Presenting the film anamorphic-widescreen at an aspect ratio of 1.78:1 (slightly misidentified on the sleeve as 1.85:1), the transfer Cinema Guild presents is gorgeous, nearly flawless; there may be the barest, most ghostly rare hint of edge enhancement, but otherwise, the different black-and-white textures, intermingled with color video, that Gee has attained appear rich and true to the source, with copious texture in the portions shot on celluloid (there's nothing quite like blown-up 16 mm, and it's used both aptly and flat-out beautifully here). No aliasing or other compression artifacts mar what is overall an excellent visual presentation.Sound:
The Dolby Digital 2.0 soundtrack offers crystal-clear, rich, sonorous voices and all the low nuances (sometimes near-subliminal) of The Caretaker's deep score, without a trace of imbalance or distortion anywhere.Extras:
--"Ambient Visual Presentation of the Film by 'The Caretaker'". a 20-minute visual piece in which the main part of the post-rock orchestral score for Patience, created by The Caretaker (aka electronic musician James Kirby, working in a Brian Eno/Godspeed You Black Emperor! vein), is accompanied by some of the more haunting footage Gee shot for the main documentary. It's like a crystallization of the purely emotional, wordless elements of the film, and it makes for an apt, complementary supplement.

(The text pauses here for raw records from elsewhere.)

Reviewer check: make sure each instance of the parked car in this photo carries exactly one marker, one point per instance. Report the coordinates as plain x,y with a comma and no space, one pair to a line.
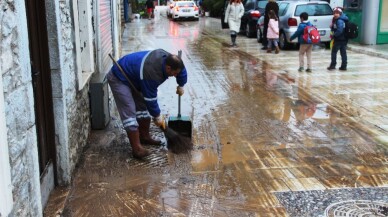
185,10
320,15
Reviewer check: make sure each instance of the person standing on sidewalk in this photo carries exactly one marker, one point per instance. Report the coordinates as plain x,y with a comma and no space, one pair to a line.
233,14
273,32
150,8
271,5
146,70
304,48
340,41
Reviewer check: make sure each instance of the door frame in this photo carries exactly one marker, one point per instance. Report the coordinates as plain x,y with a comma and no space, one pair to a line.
41,79
382,37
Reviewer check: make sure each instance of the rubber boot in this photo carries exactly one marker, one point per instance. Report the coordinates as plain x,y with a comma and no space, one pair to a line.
144,130
137,150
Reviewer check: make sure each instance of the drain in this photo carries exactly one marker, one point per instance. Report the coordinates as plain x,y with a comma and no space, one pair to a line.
353,208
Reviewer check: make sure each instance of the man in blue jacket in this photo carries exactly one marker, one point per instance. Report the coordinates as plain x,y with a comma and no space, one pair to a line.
304,48
146,70
340,40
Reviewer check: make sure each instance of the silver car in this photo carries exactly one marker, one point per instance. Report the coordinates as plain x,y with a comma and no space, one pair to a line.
320,15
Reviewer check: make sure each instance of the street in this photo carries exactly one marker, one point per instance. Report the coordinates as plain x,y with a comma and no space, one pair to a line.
268,140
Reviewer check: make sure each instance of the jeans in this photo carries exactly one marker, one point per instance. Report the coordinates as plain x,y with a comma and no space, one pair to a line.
341,46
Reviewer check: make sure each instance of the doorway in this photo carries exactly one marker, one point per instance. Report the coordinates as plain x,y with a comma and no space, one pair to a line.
41,80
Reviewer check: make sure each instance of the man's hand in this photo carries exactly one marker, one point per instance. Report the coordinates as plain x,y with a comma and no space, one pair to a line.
180,91
160,122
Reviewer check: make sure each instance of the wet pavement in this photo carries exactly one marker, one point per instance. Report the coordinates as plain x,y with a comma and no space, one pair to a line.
268,140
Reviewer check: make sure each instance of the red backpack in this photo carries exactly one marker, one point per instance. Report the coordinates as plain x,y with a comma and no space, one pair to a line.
311,35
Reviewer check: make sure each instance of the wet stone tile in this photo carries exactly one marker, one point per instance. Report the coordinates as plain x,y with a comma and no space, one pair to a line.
314,203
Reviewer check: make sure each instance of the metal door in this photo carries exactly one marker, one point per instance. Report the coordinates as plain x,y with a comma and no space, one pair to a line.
41,78
105,35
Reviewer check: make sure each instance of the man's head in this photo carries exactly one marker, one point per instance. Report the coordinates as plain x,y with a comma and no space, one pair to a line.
304,16
337,12
174,65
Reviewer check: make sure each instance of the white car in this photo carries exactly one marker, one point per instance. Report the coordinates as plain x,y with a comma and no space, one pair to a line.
185,10
320,15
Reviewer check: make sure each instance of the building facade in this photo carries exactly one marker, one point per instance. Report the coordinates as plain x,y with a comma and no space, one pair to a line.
49,52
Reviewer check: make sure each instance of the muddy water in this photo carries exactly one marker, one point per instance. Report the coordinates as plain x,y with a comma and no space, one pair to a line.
258,130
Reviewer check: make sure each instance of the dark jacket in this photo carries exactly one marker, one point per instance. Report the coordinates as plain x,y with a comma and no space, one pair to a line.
300,32
338,28
146,70
150,4
270,6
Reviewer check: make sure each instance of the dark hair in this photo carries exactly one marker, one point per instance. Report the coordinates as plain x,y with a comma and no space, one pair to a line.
272,15
174,62
304,16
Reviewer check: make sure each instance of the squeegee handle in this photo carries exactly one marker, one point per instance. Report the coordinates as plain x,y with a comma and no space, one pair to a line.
179,106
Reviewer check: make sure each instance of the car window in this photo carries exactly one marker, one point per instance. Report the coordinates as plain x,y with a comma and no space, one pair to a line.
283,8
314,9
261,4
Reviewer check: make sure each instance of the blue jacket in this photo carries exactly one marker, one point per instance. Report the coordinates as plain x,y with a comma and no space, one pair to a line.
338,28
300,31
146,70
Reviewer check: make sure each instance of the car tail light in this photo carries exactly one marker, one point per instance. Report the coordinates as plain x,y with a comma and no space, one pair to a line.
255,14
292,22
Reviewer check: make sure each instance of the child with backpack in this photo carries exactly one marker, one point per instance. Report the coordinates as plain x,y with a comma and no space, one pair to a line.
340,39
304,47
273,32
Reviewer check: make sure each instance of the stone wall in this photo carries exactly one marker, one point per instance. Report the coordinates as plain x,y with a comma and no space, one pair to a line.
19,109
71,106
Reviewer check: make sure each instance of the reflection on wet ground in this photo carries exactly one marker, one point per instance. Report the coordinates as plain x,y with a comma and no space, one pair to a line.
269,141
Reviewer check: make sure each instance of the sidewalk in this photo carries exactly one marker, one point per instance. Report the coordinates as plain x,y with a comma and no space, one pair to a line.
373,50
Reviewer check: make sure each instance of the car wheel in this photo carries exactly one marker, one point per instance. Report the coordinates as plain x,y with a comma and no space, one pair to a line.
283,44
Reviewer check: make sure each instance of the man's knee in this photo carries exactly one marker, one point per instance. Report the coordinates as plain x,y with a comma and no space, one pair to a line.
130,124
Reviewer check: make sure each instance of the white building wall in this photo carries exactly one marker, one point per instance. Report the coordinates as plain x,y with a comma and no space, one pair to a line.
71,106
19,109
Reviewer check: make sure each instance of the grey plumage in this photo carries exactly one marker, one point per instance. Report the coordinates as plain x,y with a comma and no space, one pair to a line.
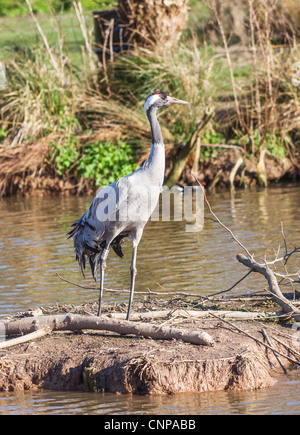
123,208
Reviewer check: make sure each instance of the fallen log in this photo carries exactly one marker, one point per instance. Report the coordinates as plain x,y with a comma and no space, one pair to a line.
234,315
76,322
25,338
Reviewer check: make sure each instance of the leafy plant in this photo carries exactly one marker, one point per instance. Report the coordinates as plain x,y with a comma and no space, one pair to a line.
106,162
65,156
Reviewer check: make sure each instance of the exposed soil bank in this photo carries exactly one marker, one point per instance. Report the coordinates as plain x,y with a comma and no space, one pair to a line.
95,361
24,170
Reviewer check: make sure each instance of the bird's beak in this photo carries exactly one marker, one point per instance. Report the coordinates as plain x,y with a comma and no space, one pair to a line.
171,100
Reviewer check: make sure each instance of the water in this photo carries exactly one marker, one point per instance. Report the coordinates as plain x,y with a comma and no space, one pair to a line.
34,248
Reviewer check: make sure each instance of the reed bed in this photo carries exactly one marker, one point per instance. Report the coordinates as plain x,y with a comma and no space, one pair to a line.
239,61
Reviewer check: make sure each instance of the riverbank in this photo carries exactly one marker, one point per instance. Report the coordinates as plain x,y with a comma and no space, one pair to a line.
26,170
107,362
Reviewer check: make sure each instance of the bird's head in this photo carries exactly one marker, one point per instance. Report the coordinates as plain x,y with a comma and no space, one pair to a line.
159,99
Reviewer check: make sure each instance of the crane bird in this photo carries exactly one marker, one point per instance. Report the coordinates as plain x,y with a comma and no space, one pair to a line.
123,208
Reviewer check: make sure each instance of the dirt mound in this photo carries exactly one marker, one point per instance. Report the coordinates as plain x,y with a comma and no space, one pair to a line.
100,362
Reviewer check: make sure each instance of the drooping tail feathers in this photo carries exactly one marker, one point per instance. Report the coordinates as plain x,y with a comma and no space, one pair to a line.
89,245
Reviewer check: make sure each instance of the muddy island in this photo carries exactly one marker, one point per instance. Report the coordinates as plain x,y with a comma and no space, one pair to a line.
249,349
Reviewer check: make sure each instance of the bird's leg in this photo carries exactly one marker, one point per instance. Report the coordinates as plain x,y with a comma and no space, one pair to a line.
103,258
133,271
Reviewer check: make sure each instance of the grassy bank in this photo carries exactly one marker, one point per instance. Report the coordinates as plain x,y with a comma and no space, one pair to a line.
71,123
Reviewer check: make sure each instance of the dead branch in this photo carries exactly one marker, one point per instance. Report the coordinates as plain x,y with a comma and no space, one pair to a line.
76,322
276,294
25,338
257,340
218,220
234,315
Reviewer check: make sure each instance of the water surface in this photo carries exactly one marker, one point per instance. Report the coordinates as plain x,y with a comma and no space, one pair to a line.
34,248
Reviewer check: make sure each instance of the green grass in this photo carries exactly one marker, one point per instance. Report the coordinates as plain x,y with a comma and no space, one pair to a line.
18,34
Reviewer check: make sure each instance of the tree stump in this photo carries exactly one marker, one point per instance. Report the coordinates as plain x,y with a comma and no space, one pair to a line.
153,22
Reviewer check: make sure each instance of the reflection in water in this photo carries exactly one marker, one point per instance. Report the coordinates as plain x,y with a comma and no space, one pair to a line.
283,398
34,248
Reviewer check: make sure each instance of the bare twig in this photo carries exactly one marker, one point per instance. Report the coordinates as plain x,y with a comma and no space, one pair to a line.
256,339
277,296
218,220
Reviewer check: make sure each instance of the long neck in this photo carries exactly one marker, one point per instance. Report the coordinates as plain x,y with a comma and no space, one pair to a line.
156,160
155,128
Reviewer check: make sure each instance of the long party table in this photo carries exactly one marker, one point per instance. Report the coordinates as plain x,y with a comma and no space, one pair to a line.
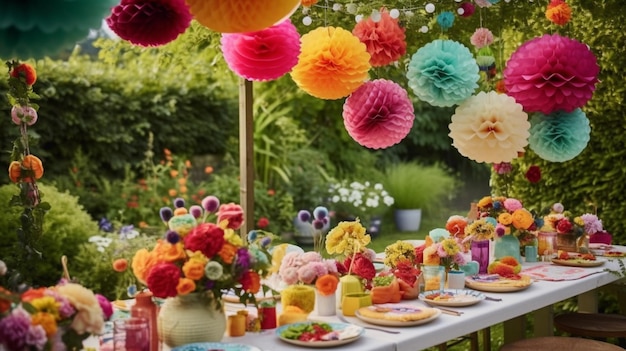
537,298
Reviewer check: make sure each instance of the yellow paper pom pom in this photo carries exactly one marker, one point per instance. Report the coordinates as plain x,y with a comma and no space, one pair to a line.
332,64
239,16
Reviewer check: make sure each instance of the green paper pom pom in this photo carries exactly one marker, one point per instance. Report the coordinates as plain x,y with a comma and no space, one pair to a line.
560,136
36,28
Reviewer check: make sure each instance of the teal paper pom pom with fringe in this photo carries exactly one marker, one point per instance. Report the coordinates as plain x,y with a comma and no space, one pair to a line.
560,136
38,28
443,73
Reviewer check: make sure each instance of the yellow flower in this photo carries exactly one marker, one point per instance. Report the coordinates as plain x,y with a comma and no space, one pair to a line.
522,219
347,238
505,218
47,304
47,321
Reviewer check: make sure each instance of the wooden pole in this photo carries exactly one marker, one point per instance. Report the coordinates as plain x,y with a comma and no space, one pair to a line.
246,155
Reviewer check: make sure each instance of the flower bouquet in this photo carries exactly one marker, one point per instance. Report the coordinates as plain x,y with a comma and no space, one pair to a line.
53,318
198,256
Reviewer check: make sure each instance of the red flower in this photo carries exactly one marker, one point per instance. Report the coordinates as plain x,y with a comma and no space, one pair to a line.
564,226
25,71
231,212
207,238
163,279
533,174
262,223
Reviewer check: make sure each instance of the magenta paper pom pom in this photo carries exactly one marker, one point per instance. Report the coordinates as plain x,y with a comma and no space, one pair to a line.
551,73
263,55
378,114
149,22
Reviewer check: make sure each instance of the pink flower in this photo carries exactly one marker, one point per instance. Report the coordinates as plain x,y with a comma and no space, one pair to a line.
482,37
233,213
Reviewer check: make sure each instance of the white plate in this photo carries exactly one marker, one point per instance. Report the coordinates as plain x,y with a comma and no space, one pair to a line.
495,287
578,262
458,297
392,323
326,343
208,346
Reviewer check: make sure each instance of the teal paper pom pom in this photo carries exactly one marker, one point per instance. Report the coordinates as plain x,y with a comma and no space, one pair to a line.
445,20
38,28
443,73
560,136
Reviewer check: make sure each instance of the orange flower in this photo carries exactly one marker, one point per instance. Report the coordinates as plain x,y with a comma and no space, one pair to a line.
120,265
32,294
194,269
47,322
25,71
185,286
227,253
142,263
327,284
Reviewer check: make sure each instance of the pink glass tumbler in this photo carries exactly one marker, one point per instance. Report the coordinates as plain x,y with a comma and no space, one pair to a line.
131,334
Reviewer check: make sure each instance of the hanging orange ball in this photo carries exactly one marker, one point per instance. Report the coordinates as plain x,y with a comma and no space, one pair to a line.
332,64
241,16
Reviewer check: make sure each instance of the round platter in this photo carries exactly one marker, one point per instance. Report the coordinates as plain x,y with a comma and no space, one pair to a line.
399,309
578,262
354,329
491,283
452,297
207,346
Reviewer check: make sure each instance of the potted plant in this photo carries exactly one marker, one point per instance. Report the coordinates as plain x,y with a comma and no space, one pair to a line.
416,188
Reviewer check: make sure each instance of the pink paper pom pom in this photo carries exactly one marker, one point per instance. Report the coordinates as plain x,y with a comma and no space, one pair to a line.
378,114
263,55
149,22
551,73
482,37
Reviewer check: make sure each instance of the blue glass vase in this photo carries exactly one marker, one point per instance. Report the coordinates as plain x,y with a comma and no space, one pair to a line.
507,245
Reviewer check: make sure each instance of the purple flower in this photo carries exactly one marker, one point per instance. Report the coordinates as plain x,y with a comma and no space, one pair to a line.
14,329
243,259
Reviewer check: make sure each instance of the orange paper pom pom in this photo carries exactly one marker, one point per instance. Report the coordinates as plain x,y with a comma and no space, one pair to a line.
240,16
559,12
385,39
332,64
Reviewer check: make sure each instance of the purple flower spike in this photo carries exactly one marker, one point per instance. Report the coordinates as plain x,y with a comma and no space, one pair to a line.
196,211
304,215
166,214
210,203
320,212
179,202
172,237
318,224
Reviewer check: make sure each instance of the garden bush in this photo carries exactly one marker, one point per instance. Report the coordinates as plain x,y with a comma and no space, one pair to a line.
65,228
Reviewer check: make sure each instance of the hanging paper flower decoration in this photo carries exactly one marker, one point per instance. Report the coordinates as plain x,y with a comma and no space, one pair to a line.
466,9
34,29
445,20
378,114
490,127
240,16
560,136
443,73
551,73
332,64
559,12
385,39
482,37
149,22
264,55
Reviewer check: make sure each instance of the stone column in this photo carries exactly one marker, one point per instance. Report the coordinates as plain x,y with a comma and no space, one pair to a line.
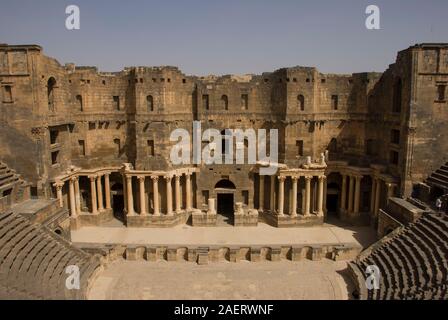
77,196
155,191
325,196
372,196
141,180
261,195
107,190
377,197
351,193
357,194
99,188
307,195
344,192
130,195
59,193
188,191
211,206
177,193
281,195
303,201
320,196
125,194
72,198
93,194
169,196
294,197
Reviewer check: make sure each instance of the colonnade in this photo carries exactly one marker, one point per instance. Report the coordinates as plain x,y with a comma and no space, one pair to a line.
129,196
98,202
280,198
100,193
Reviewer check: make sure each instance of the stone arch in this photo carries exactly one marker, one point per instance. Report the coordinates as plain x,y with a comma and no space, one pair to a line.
225,184
51,85
225,101
79,102
301,102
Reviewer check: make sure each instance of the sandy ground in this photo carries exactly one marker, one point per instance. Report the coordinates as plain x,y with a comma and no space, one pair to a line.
321,280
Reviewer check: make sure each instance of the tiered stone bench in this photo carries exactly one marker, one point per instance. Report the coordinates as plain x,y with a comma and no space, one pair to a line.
33,262
413,262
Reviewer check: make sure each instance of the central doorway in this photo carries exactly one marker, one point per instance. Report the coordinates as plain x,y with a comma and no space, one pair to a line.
225,195
225,207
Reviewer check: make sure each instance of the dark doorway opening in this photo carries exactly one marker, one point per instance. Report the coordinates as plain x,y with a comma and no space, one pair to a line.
118,201
118,206
225,207
332,204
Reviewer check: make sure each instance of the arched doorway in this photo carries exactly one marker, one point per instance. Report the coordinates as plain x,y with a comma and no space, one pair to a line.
225,194
332,199
118,201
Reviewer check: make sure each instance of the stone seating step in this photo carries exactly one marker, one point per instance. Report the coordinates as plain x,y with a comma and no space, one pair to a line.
437,181
29,250
45,280
11,240
399,266
31,263
32,273
437,246
59,277
14,256
42,268
409,257
429,260
385,276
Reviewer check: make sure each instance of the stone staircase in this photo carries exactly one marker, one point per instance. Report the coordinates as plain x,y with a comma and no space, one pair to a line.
413,262
33,262
439,178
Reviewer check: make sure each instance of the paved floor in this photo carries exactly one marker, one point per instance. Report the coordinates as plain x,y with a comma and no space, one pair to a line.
261,235
142,280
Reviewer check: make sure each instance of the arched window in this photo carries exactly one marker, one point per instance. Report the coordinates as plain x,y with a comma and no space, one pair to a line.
333,146
150,103
301,102
79,102
226,142
225,102
51,85
397,95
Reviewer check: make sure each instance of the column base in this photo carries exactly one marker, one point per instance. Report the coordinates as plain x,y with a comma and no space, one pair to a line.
157,221
247,218
203,219
286,221
87,219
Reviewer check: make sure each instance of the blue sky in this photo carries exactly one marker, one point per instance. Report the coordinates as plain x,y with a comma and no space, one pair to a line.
222,37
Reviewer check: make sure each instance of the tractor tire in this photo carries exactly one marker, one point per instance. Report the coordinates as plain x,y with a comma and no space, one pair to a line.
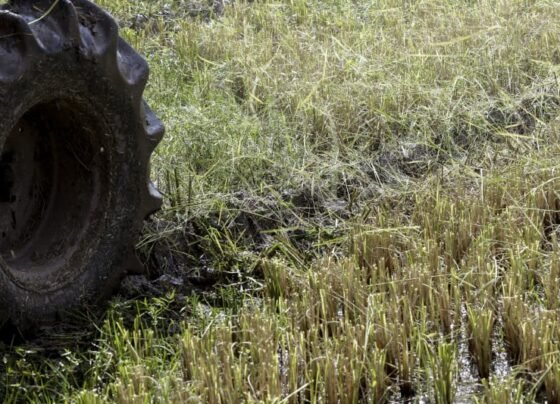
75,143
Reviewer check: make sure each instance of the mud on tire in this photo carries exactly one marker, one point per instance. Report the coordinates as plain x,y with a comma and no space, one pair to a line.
75,142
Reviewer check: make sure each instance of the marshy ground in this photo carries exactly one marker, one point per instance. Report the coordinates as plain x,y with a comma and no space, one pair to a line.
362,205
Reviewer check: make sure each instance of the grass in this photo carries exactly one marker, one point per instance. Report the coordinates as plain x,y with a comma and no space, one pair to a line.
356,190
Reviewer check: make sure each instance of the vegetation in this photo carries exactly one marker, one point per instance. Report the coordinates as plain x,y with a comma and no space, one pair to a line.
362,204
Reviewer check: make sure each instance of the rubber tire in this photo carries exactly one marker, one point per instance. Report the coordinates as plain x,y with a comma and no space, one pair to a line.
75,142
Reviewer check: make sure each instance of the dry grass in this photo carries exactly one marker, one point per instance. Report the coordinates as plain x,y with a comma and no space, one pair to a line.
376,184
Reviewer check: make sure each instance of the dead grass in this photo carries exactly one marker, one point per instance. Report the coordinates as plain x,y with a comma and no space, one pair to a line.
372,187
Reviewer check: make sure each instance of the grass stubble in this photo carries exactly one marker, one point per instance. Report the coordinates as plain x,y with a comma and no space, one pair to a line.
364,181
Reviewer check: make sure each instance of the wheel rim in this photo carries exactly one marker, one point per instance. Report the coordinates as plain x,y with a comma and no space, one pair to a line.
52,170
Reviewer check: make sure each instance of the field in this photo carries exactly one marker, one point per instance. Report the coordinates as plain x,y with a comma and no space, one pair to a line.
362,204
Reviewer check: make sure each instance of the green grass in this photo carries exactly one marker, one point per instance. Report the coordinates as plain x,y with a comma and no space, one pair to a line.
372,189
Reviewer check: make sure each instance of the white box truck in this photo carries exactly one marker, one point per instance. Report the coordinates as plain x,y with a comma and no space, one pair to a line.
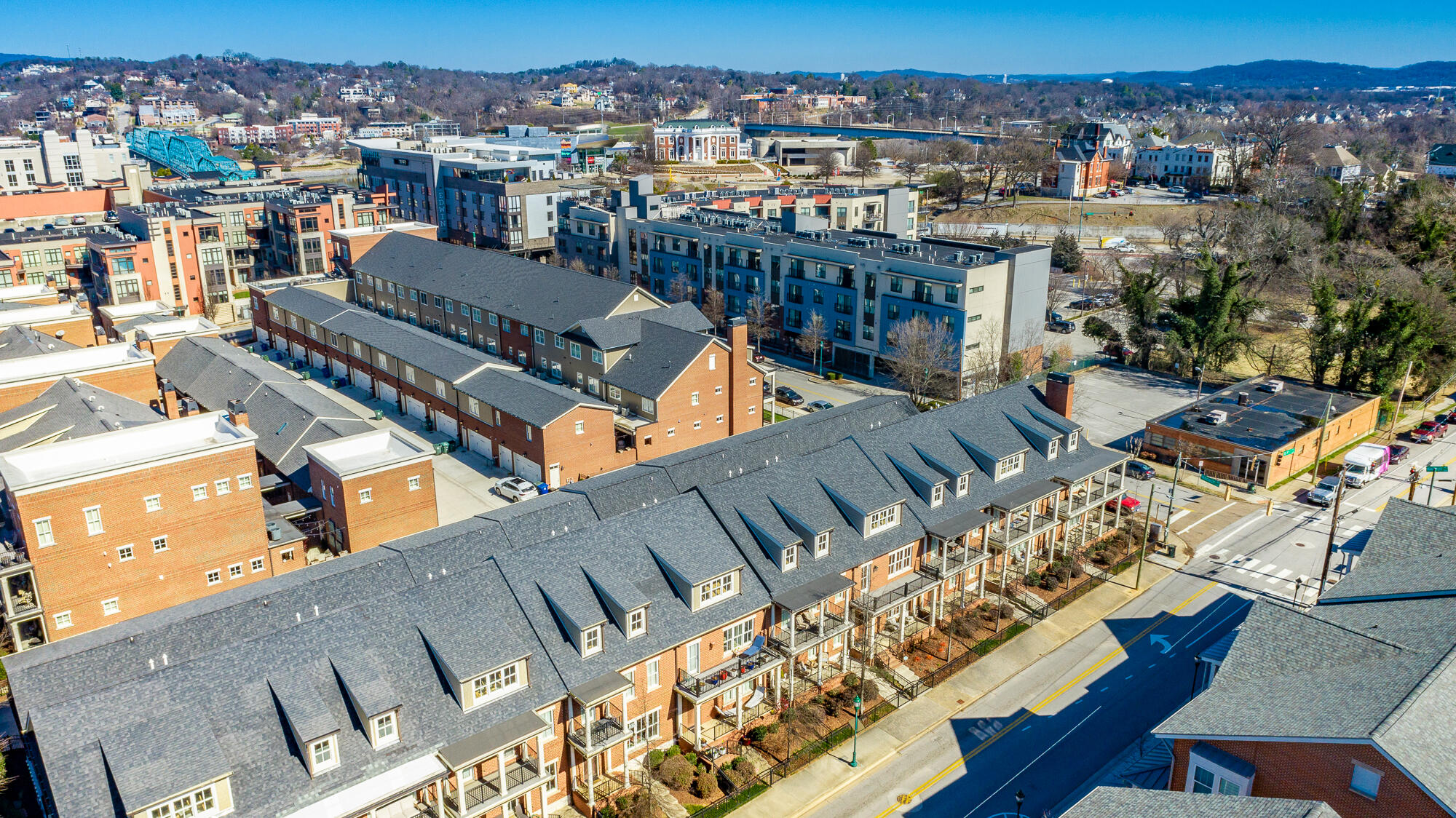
1366,464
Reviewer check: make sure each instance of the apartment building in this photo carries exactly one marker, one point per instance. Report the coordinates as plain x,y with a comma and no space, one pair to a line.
670,382
56,162
299,226
55,258
170,515
670,603
700,140
357,472
116,368
861,285
1282,717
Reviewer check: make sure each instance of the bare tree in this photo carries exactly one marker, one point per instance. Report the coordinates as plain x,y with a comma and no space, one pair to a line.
759,312
714,306
812,337
924,359
826,164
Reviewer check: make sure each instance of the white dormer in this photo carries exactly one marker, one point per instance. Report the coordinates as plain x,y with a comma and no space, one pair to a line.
1010,466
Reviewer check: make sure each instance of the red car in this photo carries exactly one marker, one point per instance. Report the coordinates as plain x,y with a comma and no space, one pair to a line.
1131,504
1428,433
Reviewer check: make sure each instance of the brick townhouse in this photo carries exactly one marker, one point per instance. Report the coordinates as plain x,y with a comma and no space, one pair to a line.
116,368
618,375
1345,702
152,515
523,660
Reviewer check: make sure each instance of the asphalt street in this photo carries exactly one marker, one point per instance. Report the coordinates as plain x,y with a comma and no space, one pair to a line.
1056,724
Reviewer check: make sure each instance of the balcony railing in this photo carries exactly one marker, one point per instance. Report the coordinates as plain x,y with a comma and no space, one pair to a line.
906,587
729,673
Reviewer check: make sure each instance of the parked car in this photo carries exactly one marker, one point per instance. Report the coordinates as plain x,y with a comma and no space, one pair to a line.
516,490
1129,504
788,397
1141,471
1324,494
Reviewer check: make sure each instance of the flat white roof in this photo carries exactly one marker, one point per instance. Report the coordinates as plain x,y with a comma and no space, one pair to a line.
391,228
133,311
71,363
25,292
40,314
366,452
191,325
72,459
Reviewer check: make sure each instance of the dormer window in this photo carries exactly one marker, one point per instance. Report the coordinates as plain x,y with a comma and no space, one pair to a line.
1010,466
637,624
883,519
592,641
324,755
716,590
384,730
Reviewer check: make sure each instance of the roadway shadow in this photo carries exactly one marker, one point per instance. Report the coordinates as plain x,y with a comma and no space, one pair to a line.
1069,739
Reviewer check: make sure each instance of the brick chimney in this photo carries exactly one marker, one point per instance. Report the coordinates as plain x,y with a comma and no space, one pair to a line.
237,413
739,375
170,401
1059,394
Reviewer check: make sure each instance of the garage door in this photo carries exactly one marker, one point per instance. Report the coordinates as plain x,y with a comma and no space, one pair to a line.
528,469
480,443
448,424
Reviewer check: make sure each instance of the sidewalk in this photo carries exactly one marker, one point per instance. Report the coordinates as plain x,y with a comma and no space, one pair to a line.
828,777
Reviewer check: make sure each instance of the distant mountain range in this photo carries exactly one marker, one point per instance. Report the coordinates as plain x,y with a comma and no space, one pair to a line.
1265,74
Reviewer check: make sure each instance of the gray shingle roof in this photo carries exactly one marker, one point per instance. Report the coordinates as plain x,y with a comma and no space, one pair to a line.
660,359
72,410
528,398
1350,669
1126,803
286,413
545,296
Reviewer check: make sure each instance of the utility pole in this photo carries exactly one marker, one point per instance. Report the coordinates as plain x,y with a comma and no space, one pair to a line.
1320,445
1330,545
1400,400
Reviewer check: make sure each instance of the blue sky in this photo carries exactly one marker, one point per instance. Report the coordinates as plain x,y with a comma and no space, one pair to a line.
966,37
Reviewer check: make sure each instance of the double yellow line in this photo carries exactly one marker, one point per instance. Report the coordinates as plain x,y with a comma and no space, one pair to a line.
1034,711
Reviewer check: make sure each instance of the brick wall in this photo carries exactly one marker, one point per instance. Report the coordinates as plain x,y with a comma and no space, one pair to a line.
81,571
1320,772
138,382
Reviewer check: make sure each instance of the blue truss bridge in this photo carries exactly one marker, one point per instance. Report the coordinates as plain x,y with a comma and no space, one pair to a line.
186,155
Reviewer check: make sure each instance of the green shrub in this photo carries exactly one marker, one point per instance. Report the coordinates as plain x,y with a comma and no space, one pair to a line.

Whether you've never heard of the great German-British writer W.G. Sebald, are vaguely familiar, or are one of his many ardent admirers, Grant Gee's documentary Patience (After Sebald) is a surprisingly insightful tribute to the writer, as well as a remarkably adept transposition of his sensibility to the screen -- something anyone only familiar with Sebald's writings would surely consider next to impossible. Following in the footsteps of the excursion detailed in one of the most acclaimed of Sebald's first-person travelogues/memoirs/fictions/allusive meditations, The Rings of Saturn, the film takes us on a far-ranging journey that encompasses the book itself -- its profound, seemingly free-associative, networking contemplations of place, displacement, troubled history, and strange, utterly unexpected/unpredictable, and exhilarating connections -- and a generous amount of thought and commentary on it and its author by a variety of colleagues and fellow artists/writers who knew Sebald or have been influenced in some way by his work. It's a rich, heady film that, in a way similar to Sebald's work, carries you along with it to the most unpredictable yet exactly right places. An inspiring piece of cinema on its own merits, it's hard to imagine a better, more quietly urgent inspiration than Patience to revisit the sublimity of Sebald's uncategorizable "novels" -- or, if you haven't yet had the disorienting, mind-blowing pleasure of getting lost in one of them, to immediately seek out the tantalizing opportunity. Highly Recommended.